Atkinson’s work in Antarctica also could help paleobotanists better predict how the lion’s share of plant life on Earth will react to runaway climate change now underway all over the planet.

“Of course, the world is warming catastrophically, and these fossils can provide a paleontological forecast system, if that’s not too much of an oxymoron,” he said.

In Antarctica, Atkinson and his team will travel by ship to two islands in the James Ross Basin. There, they’ll set up camp and hunt for Cretaceous plant fossils, which sometimes appear as impressions of leaves and stems in exposed rock.

“Rocks are jutting over the glaciers, ice and snow pack,” he said. “We look for little dark potentially shiny reflective chunks in the rock. Sometimes it takes a few passes — but once you’ve found one plant fossil you find that same layer is more is likely to contain other fossil plants.

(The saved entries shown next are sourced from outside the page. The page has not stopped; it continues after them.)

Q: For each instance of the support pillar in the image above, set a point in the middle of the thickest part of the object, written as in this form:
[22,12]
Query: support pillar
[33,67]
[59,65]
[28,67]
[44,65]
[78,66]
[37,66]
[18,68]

The preservation is really good there for Southern Hemisphere plants, and overall western Antarctica has the age of fossils and types of fossils that are hard to find in many other places in the Southern Hemisphere.”

Once fossil specimens are collected, the team will bring them back to the U.S., and Atkinson will perform phylogenetic, comparative and biogeographic analyses to determine relationships between fossil species. Much of the analysis is possible because specimens from Antarctica are so well-preserved (down to the cellular level).

“This type of preservation is called permineralization,” Atkinson said. “I specialize in these type of fossil plants because they’re super well-preserved and you can find them throughout the geological record. It’s just that very few people have the expertise to study them. We know that including these fossils into evolutionary analyses can make really important impacts as far as inferring evolutionary patterns and relationships.”

Part of the work also will involve visits to institutions to visit for comparative material such as Kew Royal Botanical Gardens, Missouri Botanical Gardens, Smithsonian Museum of Natural History and Universidad Nacional de La Plata in Argentina.

Additionally, postdoctoral researchers, graduate students and undergraduates at both KU and Michigan will gain research training as part of the new award.

“The biggest training component will be for the graduate students,” Atkinson said. “My co-PI and I will recruit Ph.D.s, and it should be a synergistic endeavor in which these students will go down to Antarctica and learn a lot about Antarctic research and how to do fieldwork there. After the fossils are collected and returned to the U.S., they’ll learn how to curate, prepare and manage specimens. A lot of hands-on preparation techniques will be done here at KU, and fossils that are identified as suitable for CT scanning will be sent to Michigan, and the Ph.D.s will learn about CT scans and so forth.  We’re hoping the students can learn from one another by visiting each lab and then get really well-rounded traditional preparation techniques and more modern imaging techniques — that combination of skills is relatively uncommon. They’ll hopefully come out of this training as very well-rounded in specimen-based research.”

The researchers expect to begin fieldwork in early 2022.